Auch Uni-Präsidentin Gesine Schwan lebt in Berlin, hält aber Frankfurt aufgrund seiner Grenzlage für den richtigen Uni-Standort. Die Stadt ist kein Bilderbuchort, aber genau dies ist für junge Leute positiv, sagt die frühere Bundespräsidenten-Kandidatin. Haben sich bereits Professoren gegen die Viadrina entschieden, weil sie nicht nach Frankfurt/Oder wollten?

"Während meiner Amtszeit ist mir das bisher nicht begegnet, es gab keine Berufungen, dass irgendeiner der Kollegen wegen der Stadt nicht hierher wollte. Die Stadt hat lange Zeit den Ruf gehabt, öd zu sein, abstoßend zu sein. Das ist sie schon lange nicht mehr, das stimmt einfach nicht mehr."

Frankfurt hat sich in den letzten Jahren dem Fluss zugewandt. Jetzt lässt sich an lauen Sommerabenden diesseits und jenseits der Oder flanieren. Eine ganze Reihe studentischer Kulturinitiativen sorgt für eine abendliche Belebung der Stadt. Vielen reicht das noch nicht aus. Oberbürgermeister Martin Patzelt vermisst Gastfreundschaft in seiner eigenen Stadt.
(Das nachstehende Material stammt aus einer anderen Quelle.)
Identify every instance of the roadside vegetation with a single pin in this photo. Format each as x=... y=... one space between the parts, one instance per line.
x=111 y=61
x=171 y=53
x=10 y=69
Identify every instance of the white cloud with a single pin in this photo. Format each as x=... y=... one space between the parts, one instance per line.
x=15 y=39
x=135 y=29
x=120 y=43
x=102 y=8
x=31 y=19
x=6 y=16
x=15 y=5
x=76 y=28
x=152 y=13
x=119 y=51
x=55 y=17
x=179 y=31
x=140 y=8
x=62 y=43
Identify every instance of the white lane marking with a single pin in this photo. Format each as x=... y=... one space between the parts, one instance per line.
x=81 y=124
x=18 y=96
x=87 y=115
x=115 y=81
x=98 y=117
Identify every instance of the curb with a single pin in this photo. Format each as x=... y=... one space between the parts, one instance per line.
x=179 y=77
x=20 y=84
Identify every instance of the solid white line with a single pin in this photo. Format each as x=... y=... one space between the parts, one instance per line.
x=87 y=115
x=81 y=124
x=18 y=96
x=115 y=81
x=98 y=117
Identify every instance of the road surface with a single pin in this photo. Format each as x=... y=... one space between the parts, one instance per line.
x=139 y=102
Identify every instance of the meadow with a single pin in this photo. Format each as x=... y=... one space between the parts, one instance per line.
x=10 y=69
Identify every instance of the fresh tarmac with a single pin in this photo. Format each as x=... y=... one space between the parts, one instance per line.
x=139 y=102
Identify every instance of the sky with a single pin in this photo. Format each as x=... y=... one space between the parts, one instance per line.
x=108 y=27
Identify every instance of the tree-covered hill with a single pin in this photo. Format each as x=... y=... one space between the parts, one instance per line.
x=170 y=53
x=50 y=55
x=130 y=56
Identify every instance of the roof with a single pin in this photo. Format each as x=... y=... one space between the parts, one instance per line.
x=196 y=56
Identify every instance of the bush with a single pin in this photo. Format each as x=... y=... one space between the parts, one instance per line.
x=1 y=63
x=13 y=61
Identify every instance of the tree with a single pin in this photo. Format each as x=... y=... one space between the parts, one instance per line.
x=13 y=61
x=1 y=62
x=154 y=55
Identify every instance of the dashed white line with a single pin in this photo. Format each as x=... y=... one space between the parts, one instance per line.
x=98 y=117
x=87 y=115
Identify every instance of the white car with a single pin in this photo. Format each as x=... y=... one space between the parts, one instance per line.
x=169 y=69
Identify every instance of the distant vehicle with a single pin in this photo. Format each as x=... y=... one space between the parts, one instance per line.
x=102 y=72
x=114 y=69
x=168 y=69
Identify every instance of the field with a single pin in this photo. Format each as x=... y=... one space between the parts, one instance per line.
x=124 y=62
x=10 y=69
"Wir Frankfurter wünschen uns sehr, dass die Studenten hier wohnen, das heißt aber auch, dass ich die Studenten das erleben lassen muss, dass ich sie mag und dass ich sie haben will. Und da ist unsere Mentalität in Brandenburg, aber auch in Frankfurt/Oder, dass wir erst mal auf das Lächeln des Gastes angewiesen sind, anstatt mit dem eigenen Lächeln das Lächeln des Gastes zu provozieren."
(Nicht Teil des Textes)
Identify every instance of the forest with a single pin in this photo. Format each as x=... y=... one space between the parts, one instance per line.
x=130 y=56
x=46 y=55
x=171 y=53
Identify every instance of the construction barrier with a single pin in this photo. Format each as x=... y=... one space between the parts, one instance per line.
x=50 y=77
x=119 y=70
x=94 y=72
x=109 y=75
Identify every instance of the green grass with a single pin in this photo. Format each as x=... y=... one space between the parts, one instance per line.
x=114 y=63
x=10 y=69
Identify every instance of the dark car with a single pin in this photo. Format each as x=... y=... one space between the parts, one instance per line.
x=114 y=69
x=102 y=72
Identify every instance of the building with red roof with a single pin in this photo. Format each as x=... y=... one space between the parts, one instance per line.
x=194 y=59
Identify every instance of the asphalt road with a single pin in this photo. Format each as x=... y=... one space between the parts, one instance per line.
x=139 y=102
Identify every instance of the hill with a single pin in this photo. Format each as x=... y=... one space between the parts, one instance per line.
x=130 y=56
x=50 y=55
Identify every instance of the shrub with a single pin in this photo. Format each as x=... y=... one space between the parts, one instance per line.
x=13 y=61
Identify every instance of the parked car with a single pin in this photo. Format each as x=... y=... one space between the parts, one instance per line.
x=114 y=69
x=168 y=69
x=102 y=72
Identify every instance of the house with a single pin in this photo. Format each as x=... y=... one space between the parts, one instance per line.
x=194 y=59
Es gibt Studenten, die wollen nicht ins coole Berlin, die wollen unbedingt in Frankfurt/Oder wohnen. Sie gründen gerade einen Verein mit dem Ziel, einen leer stehenden Plattenbau zu kaufen und das Gebäude in ein deutsch-polnisches Studentenwohnprojekt umzuwandeln.

Jean-Paul Olivier und Sarah Wolf kratzen die Blümchentapete von einer Betonplatte und befestigen die ersten Regale. Die unteren Räume der Forststraße 4 können sie bereits nutzen, für die oberen Etagen soll es bald Verträge mit der städtischen Wohnungsbaugesellschaft geben. Eigentlich sollte der Plattenbau wie so viele in Frankfurt/Oder abgerissen werden. Das hat die Initiative zusammen mit der Unileitung verhindert. Jetzt suchen die Studenten Geldgeber und weitere Mitstreiter für ihr Wohnprojekt.

Sarah Wolf: "Das sind zum einen die Berliner Studenten, die leider nicht hier in der Stadt bleiben, dass sind zum anderen Studenten von der polnischen Seite. In Slubice quellen die Wohnungen über, die haben Wohnungsnot und hier ist Wohnungsleerstand, das wollen wir versuchen zu verändern."

Das deutsch-polnische Verbündungshaus in der Forststraße ist Teil des offiziellen Jubiläums-Programms der Viadrina. Es steht programmatisch für das Ziel der Europa-Universität: Völkerverständigung. Im gerade begonnenen Semester studieren 4750 Studenten aus 68 Ländern in Frankfurt/Oder, ein Viertel davon stammt aus Polen. Uni-Präsidentin Gesine Schwan ist zuversichtlich:

"Ich glaube, dass eine ganz wertvolle Gruppe von jungen Leuten entsteht, eine Generation nach der anderen, die interkulturelle Erfahrungen tagtäglich machen, die Sprachen können, an unserer kulturwissenschaftlichen Fakultät muss man drei Fremdsprachen können, die das Leben der anderen tagtäglich spüren, die mit ihnen Freundschaften schließen. Und dass ist ein Schatz, den man gar nicht hoch genug schätzen kann."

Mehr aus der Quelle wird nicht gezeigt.